02/09/2008 1:47:32 PM CST
andrajeanne says ...
It's hard to dine out "green" in my area, my local restaurants have just not caught on yet. So I came up with a great fix. With a group of friends you take turns hosting a "green" dinner party. Once a week or once a month, the host will have everyone over and prepare a wonderful dinner with locally or self grown organic food. Each meal is a surprise to the guests and gets everyone talking and finding out new healthy recipes and new places to get certain ingredients. It also gets the creativity going for the next host. It's a lot of fun and a great way to spend an evening "dining out" with friends that uses local resources, and produces hardly any waste.
02/10/2008 10:45:31 AM CST
Jennifer says ...
After reading through 24 posted comments, I'd like to share my additional and very doable idea of taking home any paper and plastic products (i.e.cutlery) that I end up with most times when dining out. Usually this is just the paper napkin(s), which I cut up into smaller sections once back home and set into a little basket affixed to the inside of the kitchen sink door. Since many places I frequent for eating out don't use cloth napkins, I accumulate a respectable pile that I can use instead of buying paper towels for mopping up messes, wiping out pans, sopping up oily spots before running through with the dish rag, etc.. I haven't purchased paper towels in years!
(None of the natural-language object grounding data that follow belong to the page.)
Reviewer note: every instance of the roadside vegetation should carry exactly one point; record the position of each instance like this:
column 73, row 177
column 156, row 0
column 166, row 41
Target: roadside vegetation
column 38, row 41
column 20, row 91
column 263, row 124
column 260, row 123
For drying the hands I have a terry cloth towel handy. Other paper products (plates, cups) that come my way just go into the cardboard recycle box in my garage. The plastic items go into plastic recycling, which my community thankfully does. If I know in advance that a dining business uses only paper and plastic, I bring my own ceramic mug, cutlery (bamboo) and plate (enameled tin). What fun to hear the remarks of salespersons and other customers looking on!